Figure 5 shows the in-manifold perturbations generated using the TNAR method. Similar to commonly believed, the in-manifold perturbations are mainly “semantical”. We observe that the perturbations mainly occur at the edges of the image content for datasets such as MNIST or inside the items to change their texture or details, as observed in FASHIONMNIST. In the case of SVHN, the perturbations are primarily focused on the background part of the images to reshape the meaning of the digits.

**Figure 5**. We present the in-manifold examples in the first row, followed by the original images in the second row, and the differences are shown in the last row. Clearly, for MNIST **(A)** and FASHIONMNIST **(B)** datasets, the attacks only affect the object part. As for SVHN **(C)**, visualizing the difference between attacks on the object and the background is challenging. Nonetheless, when comparing with Figure 6, we can discern that the perturbations contain some information about the target object. For instance, in the eighth example, the attack mainly targets the object representing the number five and modifies it to be the number three. Moreover, in cases where multiple numbers are present in the image, such as the fifth example, the attack first merges the number two into the background and alters the appearance of the number six to be an eight.

### 4.3 Generating normal perturbations

We extend TNAR to compute the normal direction perturbation. In the original TNAR, a single random normal direction is generated without fully exploring the vast ambient space. However, by no means, the normal space is one-dimensional. We need to explore the whole normal space to find good normal perturbations.
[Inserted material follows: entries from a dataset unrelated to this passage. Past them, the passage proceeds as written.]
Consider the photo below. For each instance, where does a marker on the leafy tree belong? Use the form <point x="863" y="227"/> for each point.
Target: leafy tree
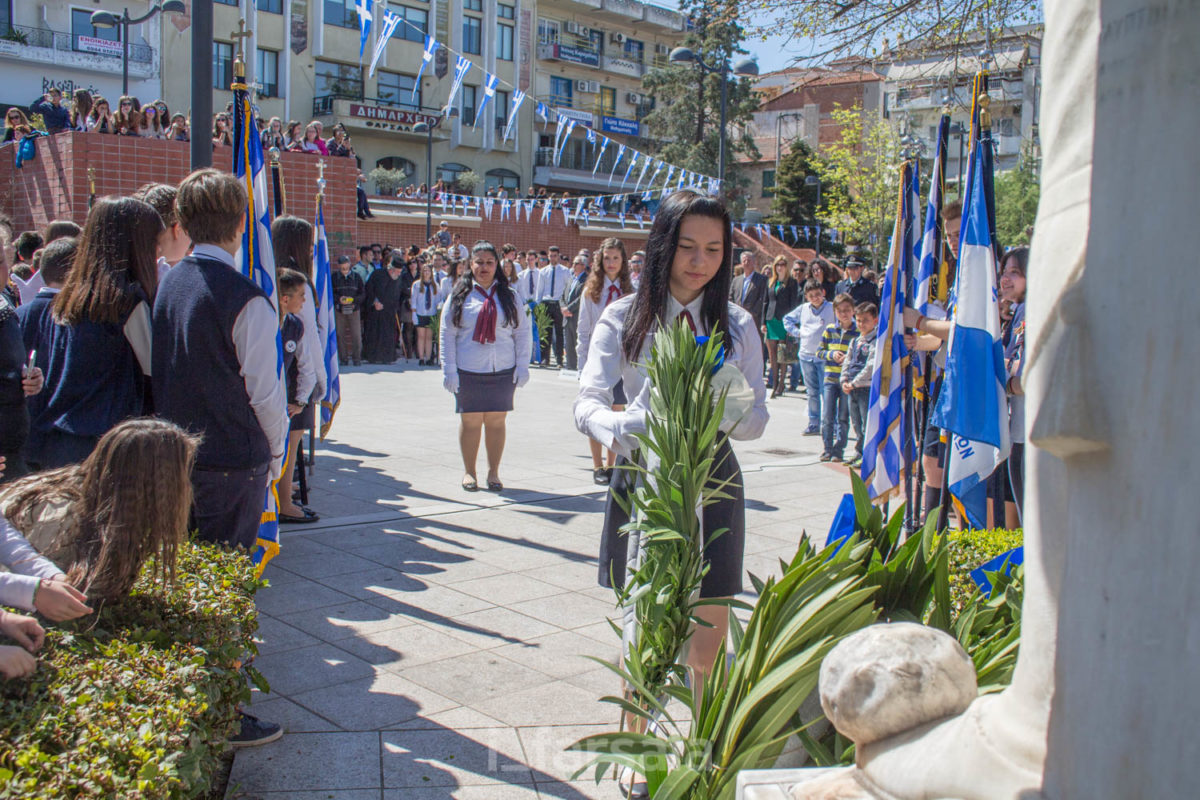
<point x="1017" y="200"/>
<point x="859" y="175"/>
<point x="863" y="28"/>
<point x="685" y="121"/>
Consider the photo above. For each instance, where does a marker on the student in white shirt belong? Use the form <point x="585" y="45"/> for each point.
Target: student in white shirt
<point x="426" y="299"/>
<point x="687" y="276"/>
<point x="485" y="343"/>
<point x="607" y="282"/>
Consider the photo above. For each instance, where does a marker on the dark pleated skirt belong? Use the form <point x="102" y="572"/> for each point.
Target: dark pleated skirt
<point x="724" y="553"/>
<point x="485" y="391"/>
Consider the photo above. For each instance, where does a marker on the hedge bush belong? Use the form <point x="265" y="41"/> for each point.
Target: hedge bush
<point x="969" y="549"/>
<point x="138" y="699"/>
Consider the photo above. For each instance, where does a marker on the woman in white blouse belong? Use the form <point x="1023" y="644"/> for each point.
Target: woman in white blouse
<point x="607" y="282"/>
<point x="485" y="355"/>
<point x="426" y="299"/>
<point x="687" y="276"/>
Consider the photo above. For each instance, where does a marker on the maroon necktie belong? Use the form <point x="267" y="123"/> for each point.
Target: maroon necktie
<point x="485" y="324"/>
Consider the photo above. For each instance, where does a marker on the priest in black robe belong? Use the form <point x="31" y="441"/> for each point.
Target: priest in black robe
<point x="382" y="326"/>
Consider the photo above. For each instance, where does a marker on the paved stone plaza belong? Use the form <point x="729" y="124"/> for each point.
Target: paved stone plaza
<point x="424" y="642"/>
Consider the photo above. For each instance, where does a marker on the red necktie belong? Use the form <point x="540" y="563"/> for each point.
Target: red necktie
<point x="485" y="324"/>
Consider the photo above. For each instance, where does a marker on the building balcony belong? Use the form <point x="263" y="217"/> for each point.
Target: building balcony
<point x="85" y="53"/>
<point x="619" y="66"/>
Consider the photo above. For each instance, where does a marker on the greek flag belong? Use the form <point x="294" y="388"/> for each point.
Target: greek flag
<point x="461" y="67"/>
<point x="431" y="47"/>
<point x="972" y="407"/>
<point x="327" y="311"/>
<point x="363" y="7"/>
<point x="517" y="98"/>
<point x="390" y="19"/>
<point x="888" y="450"/>
<point x="490" y="83"/>
<point x="930" y="262"/>
<point x="257" y="262"/>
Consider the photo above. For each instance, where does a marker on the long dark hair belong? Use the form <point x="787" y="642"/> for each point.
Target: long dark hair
<point x="466" y="282"/>
<point x="292" y="242"/>
<point x="651" y="300"/>
<point x="115" y="263"/>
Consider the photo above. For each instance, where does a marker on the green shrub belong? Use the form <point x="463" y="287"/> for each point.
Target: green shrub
<point x="137" y="699"/>
<point x="969" y="549"/>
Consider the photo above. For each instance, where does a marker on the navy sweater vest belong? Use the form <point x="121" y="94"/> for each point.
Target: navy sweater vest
<point x="197" y="376"/>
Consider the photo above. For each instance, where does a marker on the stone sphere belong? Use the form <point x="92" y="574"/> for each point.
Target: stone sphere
<point x="887" y="679"/>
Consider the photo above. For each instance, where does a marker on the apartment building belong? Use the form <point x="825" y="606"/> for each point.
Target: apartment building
<point x="591" y="59"/>
<point x="45" y="44"/>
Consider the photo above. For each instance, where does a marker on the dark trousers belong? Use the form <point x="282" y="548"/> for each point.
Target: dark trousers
<point x="571" y="326"/>
<point x="859" y="402"/>
<point x="349" y="337"/>
<point x="227" y="504"/>
<point x="556" y="337"/>
<point x="834" y="419"/>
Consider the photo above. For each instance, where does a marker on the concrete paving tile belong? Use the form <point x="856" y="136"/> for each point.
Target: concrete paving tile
<point x="475" y="677"/>
<point x="397" y="649"/>
<point x="449" y="758"/>
<point x="373" y="703"/>
<point x="299" y="671"/>
<point x="346" y="620"/>
<point x="297" y="596"/>
<point x="310" y="762"/>
<point x="561" y="655"/>
<point x="571" y="704"/>
<point x="275" y="636"/>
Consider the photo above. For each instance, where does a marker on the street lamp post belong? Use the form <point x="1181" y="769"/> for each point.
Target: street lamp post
<point x="108" y="19"/>
<point x="744" y="67"/>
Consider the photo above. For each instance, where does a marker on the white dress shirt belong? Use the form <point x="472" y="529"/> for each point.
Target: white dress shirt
<point x="421" y="308"/>
<point x="255" y="334"/>
<point x="511" y="348"/>
<point x="606" y="365"/>
<point x="27" y="565"/>
<point x="555" y="281"/>
<point x="589" y="314"/>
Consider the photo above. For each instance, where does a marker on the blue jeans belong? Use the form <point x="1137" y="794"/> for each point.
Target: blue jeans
<point x="834" y="428"/>
<point x="859" y="403"/>
<point x="814" y="373"/>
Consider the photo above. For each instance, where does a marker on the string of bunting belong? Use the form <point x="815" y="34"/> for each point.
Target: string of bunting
<point x="564" y="125"/>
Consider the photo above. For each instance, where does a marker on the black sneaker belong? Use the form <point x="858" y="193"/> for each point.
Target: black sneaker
<point x="255" y="732"/>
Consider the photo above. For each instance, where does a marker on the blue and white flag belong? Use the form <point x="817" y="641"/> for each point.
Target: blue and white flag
<point x="514" y="107"/>
<point x="888" y="432"/>
<point x="461" y="67"/>
<point x="972" y="407"/>
<point x="929" y="265"/>
<point x="327" y="314"/>
<point x="431" y="47"/>
<point x="621" y="154"/>
<point x="363" y="8"/>
<point x="604" y="145"/>
<point x="390" y="19"/>
<point x="490" y="83"/>
<point x="256" y="259"/>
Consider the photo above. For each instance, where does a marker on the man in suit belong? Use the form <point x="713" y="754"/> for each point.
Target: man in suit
<point x="571" y="308"/>
<point x="749" y="289"/>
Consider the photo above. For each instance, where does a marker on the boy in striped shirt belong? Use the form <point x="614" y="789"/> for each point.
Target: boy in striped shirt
<point x="835" y="404"/>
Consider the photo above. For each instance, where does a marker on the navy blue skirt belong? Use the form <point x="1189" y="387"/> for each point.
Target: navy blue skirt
<point x="480" y="392"/>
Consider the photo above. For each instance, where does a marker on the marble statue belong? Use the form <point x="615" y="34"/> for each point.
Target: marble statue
<point x="1104" y="699"/>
To this end, we employ an iterative process to repeatedly generate normal vectors. Along each normal vector, we perform a search until the perturbation limit is reached. This iterative process is crucial, and it enables us to explore the whole normal space, test a broader range of perturbation patterns, and increase the chance of obtaining better normal adversarial perturbations.

Sample normal perturbations are presented in Figure 6. Consistent with our initial expectations, the normal perturbations do not directly modify the meaning of the image. Instead, they add noise to various parts of the images, effectively deceiving the classifier.

**Figure 6**. In this plot, we display the normal examples using the same visualization approach as the in-manifold examples. From the observation, it is evident that the attacks primarily occur in the background and lack substantial information about the target object. **(A)** MNIST. **(B)** FASHIONMNIST. **(C)** SVHN.

For the MNIST dataset, we observed that the normal perturbations primarily occur in the background, an area that in-manifold attacks would not typically alter. Similarly, in the FASHIONMNIST dataset, the attack expands to the background areas as well. On the other hand, for SVHN, the noise covers the entire images, not restricted to the background of the digits as the in-manifold perturbations.

### 4.4 Validate our theoretical findings

In this section, we validate the inequality on the classifiers. We focus on *L*_{2} normal attacks. We employ PGD attack with 40 search steps. As shown in Table 3, we report in column 1 the adversarial risk, which is the left-hand side (LHS) of Inequality 2. In columns 2, 3, and 4, we report the standard risk, in-manifold perturbation risk (evaluated on in-manifold perturbations), and normal adversarial risk (evaluated on normal perturbations). In column 5, we report their sum. Unfortunately, we have no close-form solution of the *NNR* term (the forth term in RHS). So, we know that column 5 is smaller than the actual RHS of the inequality.

Upon examining the table, we find that our theoretical findings hold for the FASHIONMNIST and SVHN datasets; the first column is smaller than the fifth column, which is smaller than the RHS. These results validate our theoretical result.

We do not observe similar trend in MNIST; the fifth column is smaller than the first column. This could be due to two potential reasons: (1) the missing term *NNR* is very large, causing the fifth column to be small while the actual RHS is still larger than LHS; (2) we underestimated the in-manifold and normal adversarial risks, as we are unable to find good quality in-manifold/normal perturbations. The second potential issue might be related to the separation of classes in MNIST.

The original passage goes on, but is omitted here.